Nanoparquet can read and write this encoding for all primitive types.

RLE_DICTIONARY encoding

Supported types: dictionary indices in data pages.

This encoding combines run-length encoding and bit-packing. Repeated sequences of the same value can be run-length encoded, and non-repeated parts are bit packed. It is used for data pages of dictionaries. The dictionary pages themselves are PLAIN encoded.

The deprecated PLAIN_DICTIONARY name is treated the same as RLE_DICTIONARY.

Nanoparquet can read and write this encoding.

RLE encoding

Supported types: BOOLEAN. Also for definition and repetition levels.

This is the same encoding as RLE_DICTIONARY, with a slightly different header. It combines run-length encoding and bit packing. It is used for BOOLEAN columns, and also for definition and repetition levels.

Nanoparquet can read and write this encoding.

BIT_PACKED encoding (deprecated in favor of RLE)

Supported types: none. Only for definition and repetition levels, but RLE should be used instead.

This is a simple bit packing encoding for integers, that was previously used for encoding definition and repetition levels.

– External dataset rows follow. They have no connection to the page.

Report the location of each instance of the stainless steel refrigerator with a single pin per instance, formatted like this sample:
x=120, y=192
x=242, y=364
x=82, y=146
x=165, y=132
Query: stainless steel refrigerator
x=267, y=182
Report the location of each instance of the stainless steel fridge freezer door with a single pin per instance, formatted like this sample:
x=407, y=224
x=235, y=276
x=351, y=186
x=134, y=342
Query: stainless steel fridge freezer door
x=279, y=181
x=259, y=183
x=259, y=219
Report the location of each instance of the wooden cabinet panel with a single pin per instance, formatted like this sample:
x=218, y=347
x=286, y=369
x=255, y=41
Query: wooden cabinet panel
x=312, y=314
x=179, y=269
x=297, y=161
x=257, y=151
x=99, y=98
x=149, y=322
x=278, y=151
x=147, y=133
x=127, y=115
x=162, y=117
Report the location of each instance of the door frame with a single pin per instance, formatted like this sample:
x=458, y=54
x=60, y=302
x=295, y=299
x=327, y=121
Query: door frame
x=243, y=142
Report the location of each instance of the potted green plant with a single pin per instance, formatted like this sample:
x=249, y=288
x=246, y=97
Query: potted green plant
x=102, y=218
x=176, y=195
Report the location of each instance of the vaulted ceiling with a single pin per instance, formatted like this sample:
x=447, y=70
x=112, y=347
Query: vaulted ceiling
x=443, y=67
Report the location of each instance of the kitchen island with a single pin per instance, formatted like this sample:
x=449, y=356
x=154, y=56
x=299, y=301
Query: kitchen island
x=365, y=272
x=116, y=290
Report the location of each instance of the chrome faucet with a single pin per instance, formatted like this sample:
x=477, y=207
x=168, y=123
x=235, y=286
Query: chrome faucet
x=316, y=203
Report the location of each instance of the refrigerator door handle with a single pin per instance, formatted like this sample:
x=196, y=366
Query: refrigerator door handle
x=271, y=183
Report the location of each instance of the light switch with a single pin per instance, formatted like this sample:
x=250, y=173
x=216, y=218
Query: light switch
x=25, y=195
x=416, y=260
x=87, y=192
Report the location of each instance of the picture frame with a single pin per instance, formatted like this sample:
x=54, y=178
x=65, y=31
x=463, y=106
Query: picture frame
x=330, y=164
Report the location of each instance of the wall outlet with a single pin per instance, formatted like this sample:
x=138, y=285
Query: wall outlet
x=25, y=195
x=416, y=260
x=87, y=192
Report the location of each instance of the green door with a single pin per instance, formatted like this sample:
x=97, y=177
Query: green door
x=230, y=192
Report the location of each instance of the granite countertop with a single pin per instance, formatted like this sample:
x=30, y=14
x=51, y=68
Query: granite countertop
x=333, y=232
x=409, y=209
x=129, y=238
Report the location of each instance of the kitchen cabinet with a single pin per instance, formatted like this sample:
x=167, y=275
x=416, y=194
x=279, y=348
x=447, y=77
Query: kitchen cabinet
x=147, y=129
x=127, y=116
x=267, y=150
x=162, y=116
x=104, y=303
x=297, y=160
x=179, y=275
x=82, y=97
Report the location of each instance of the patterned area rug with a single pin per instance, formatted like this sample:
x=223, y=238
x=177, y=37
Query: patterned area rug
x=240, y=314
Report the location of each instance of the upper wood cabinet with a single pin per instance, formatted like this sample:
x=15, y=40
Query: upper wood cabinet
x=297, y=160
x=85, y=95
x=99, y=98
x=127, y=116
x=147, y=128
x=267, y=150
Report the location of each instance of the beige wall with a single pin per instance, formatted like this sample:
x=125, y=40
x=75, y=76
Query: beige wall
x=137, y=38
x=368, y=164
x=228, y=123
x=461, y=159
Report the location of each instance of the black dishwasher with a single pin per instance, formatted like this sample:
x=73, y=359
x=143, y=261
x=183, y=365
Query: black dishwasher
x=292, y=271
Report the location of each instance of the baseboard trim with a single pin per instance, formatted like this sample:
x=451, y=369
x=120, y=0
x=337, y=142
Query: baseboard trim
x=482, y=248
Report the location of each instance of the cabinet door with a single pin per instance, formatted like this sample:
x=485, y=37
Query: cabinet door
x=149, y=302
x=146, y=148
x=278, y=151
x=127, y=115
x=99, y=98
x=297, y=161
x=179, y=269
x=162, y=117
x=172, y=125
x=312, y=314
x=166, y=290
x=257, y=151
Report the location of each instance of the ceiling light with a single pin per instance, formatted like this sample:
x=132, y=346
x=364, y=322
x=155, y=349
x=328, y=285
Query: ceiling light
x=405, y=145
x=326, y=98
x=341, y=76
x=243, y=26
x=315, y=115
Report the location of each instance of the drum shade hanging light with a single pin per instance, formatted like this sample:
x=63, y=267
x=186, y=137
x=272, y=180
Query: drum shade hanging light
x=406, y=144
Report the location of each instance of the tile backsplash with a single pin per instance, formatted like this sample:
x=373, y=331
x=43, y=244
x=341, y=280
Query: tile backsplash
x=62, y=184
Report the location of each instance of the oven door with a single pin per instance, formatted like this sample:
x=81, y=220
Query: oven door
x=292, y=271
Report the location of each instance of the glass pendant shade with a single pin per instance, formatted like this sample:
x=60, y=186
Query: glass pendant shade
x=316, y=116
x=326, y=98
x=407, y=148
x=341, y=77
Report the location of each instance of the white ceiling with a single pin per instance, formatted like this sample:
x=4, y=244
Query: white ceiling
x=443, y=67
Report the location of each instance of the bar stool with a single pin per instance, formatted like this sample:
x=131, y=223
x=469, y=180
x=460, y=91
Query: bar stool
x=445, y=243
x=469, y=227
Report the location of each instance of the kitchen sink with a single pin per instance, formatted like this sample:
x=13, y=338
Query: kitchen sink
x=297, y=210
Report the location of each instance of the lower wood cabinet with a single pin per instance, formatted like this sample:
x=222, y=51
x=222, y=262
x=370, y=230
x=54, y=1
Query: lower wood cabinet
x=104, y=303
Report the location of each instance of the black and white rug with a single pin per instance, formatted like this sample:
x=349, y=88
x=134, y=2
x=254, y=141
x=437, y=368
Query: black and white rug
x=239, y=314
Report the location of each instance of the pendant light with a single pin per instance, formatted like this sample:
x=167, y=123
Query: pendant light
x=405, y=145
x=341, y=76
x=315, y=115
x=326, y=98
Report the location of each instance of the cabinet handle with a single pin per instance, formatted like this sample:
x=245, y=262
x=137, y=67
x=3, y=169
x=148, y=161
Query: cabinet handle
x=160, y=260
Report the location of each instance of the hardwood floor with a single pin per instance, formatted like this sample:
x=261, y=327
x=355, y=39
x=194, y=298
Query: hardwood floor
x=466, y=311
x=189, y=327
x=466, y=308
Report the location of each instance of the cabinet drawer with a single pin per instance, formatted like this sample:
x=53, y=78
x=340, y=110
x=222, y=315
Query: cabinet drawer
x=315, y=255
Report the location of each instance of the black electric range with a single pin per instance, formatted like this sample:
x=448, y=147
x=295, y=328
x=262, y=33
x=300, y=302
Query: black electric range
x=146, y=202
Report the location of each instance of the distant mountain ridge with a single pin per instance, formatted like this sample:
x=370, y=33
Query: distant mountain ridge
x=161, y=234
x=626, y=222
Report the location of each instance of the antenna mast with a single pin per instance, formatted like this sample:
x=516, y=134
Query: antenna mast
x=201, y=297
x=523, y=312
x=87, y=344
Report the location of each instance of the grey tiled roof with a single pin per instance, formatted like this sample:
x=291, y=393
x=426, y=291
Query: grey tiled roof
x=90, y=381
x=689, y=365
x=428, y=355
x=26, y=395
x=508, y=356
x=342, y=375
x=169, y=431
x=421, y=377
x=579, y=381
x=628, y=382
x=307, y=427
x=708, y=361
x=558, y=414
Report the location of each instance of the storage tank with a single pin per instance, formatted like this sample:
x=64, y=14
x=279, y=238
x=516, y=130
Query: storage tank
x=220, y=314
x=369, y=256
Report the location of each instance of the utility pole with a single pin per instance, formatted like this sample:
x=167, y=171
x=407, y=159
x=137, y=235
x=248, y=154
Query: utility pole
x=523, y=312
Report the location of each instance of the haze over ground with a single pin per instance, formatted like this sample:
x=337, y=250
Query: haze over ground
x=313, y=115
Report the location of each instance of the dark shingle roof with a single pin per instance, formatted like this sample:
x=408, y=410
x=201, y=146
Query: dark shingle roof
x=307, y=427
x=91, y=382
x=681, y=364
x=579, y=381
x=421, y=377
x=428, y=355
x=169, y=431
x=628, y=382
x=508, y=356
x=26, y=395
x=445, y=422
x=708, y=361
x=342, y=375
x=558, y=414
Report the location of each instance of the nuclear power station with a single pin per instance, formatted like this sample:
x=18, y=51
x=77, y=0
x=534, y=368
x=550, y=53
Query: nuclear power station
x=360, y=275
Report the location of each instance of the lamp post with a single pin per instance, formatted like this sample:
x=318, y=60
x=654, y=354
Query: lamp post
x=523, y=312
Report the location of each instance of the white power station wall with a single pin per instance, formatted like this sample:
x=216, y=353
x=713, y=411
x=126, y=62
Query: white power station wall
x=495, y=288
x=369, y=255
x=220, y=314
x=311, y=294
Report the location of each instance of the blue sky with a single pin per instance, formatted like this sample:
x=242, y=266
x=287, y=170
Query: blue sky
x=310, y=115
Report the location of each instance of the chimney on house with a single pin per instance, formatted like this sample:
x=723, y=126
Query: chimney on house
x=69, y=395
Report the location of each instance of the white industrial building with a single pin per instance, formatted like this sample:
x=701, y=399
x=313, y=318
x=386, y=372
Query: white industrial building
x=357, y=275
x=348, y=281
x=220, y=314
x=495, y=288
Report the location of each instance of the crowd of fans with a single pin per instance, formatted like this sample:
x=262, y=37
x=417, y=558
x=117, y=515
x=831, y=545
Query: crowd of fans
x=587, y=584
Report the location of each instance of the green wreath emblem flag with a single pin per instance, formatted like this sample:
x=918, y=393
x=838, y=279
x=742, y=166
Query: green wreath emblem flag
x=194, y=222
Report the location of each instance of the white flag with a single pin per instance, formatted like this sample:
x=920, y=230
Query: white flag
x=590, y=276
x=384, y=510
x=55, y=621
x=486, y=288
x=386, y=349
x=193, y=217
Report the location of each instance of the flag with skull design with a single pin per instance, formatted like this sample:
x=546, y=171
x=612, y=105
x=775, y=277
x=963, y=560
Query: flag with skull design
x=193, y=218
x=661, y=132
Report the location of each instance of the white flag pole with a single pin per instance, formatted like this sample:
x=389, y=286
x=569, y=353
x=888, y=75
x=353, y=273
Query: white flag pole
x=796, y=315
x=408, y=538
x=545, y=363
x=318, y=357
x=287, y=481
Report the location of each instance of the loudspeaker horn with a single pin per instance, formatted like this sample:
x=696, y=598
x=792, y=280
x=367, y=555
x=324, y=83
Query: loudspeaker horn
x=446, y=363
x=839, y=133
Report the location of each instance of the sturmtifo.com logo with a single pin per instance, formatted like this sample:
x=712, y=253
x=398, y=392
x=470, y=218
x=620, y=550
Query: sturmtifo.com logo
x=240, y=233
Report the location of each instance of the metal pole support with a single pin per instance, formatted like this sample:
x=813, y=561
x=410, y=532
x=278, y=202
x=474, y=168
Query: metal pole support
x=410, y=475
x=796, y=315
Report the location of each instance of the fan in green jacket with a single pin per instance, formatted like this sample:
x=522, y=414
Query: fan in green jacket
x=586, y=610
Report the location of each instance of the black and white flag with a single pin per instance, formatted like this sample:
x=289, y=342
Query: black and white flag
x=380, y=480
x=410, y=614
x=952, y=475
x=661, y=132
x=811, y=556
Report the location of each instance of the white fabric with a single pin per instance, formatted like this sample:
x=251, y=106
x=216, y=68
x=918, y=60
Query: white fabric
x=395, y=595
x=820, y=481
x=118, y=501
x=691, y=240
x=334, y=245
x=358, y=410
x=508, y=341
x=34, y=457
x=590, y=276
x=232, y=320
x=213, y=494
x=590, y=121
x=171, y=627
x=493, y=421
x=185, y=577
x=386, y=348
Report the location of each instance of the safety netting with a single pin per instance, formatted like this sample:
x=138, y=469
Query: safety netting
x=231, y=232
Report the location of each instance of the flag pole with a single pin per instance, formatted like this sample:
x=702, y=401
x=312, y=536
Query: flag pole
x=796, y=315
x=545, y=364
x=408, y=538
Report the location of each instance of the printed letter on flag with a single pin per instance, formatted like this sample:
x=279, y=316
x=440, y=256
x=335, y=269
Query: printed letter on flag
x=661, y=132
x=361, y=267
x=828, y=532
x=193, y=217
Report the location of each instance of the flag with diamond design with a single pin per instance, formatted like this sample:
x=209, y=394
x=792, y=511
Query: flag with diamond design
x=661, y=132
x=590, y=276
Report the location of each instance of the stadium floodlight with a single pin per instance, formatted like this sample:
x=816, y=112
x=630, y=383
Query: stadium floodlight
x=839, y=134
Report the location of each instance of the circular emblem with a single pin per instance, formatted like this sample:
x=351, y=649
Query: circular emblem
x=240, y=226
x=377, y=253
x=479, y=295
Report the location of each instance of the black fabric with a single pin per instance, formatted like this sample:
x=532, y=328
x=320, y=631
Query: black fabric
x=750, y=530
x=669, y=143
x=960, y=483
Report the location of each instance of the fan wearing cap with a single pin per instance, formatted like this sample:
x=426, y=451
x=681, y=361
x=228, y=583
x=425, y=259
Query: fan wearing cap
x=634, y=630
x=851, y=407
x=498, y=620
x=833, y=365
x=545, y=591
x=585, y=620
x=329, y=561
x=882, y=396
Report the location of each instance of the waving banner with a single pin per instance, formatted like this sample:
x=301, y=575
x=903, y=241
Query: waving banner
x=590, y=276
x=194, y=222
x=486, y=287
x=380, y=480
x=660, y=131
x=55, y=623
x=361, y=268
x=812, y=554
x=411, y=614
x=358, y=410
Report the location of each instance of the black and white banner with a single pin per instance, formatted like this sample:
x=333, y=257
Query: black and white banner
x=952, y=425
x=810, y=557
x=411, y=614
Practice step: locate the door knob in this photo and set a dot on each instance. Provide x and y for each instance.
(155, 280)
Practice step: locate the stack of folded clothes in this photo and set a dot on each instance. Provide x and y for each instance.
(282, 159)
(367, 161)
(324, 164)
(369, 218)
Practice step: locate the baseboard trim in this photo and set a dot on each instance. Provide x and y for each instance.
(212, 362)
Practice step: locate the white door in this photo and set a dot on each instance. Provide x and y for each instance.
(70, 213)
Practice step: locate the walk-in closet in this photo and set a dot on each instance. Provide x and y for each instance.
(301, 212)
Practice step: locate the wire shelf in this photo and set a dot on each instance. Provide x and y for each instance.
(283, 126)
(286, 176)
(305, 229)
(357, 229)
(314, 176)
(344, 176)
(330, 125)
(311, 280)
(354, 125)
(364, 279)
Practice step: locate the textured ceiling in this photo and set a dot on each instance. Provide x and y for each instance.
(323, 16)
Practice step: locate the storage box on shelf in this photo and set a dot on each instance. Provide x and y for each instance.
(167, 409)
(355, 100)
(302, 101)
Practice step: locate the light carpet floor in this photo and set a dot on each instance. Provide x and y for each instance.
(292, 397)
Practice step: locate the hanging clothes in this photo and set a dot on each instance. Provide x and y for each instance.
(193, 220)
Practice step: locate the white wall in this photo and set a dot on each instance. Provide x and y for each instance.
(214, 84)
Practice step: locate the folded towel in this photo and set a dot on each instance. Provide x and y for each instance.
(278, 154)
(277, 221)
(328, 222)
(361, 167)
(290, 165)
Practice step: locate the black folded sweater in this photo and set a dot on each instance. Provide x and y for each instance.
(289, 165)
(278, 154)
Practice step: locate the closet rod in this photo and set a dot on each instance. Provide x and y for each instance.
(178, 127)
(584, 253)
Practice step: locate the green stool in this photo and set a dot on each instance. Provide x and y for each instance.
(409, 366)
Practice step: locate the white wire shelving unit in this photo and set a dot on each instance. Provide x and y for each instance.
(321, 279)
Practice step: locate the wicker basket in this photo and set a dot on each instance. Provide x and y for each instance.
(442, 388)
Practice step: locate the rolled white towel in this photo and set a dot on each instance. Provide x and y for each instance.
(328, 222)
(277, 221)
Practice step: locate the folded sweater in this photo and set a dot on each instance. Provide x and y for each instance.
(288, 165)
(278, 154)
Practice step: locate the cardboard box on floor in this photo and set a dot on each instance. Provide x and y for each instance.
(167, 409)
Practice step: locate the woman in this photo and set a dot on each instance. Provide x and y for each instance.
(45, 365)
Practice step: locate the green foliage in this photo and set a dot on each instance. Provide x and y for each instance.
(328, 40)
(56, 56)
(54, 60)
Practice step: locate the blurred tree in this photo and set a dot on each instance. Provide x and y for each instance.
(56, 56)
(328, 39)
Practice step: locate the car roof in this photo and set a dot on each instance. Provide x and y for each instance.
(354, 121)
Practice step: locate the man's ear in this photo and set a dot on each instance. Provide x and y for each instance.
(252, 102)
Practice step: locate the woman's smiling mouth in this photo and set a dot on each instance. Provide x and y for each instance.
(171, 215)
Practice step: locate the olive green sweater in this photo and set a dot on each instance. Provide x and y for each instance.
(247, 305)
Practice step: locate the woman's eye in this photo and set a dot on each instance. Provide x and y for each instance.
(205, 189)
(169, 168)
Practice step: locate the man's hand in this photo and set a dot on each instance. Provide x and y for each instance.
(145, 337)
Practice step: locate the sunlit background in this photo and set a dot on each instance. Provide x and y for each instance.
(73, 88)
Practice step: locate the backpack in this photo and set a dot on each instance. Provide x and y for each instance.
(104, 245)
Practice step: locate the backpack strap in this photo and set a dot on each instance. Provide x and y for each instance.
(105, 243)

It is not used in new Parquet files because the the RLE encoding includes it and it is better.

Nanoparquet currently cannot read or write the BIT_PACKED encoding.

DELTA_BINARY_PACKED encoding

Supported types: INT32, INT64.

This encoding efficiently encodes integer columns if the differences between consecutive elements are often the same, and/or the differences between consecutive elements are small. The extreme case of an arithmetic sequence can be encoded in O(1) space.

Nanoparquet can read this encoding, but cannot currently write it.

DELTA_LENGTH_BYTE_ARRAY encoding

Supported types: BYTE_ARRAY.

This encoding uses DELTA_BINARY_PACKED to encode the length of all byte array elements. It is especially efficient for short byte array elements, i.e. a column of short strings.

Nanoparquet can read this encoding, but cannot currently write it.

DELTA_BYTE_ARRAY encoding

Supported types: BYTE_ARRAY, FIXED_LEN_BYTE_ARRAY.

This encoding is efficient if consecutive byte array elements share the same prefix, because each element can reuse a prefix of the previous element.

Nanoparquet can read this encoding, but cannot currently write it.

BYTE_STREAM_SPLIT encoding

Supported types: FLOAT, DOUBLE, INT32, INT64, FIXED_LEN_BYTE_ARRAY.

This encoding stores the first bytes of the elements first, then the second bytes, etc. It does not reduce the size in itself, but may allow more efficient compression.

Nanoparquet can read this encoding, but cannot currently write it.

See also

write_parquet() on how to select a non-default encoding when writing Parquet files.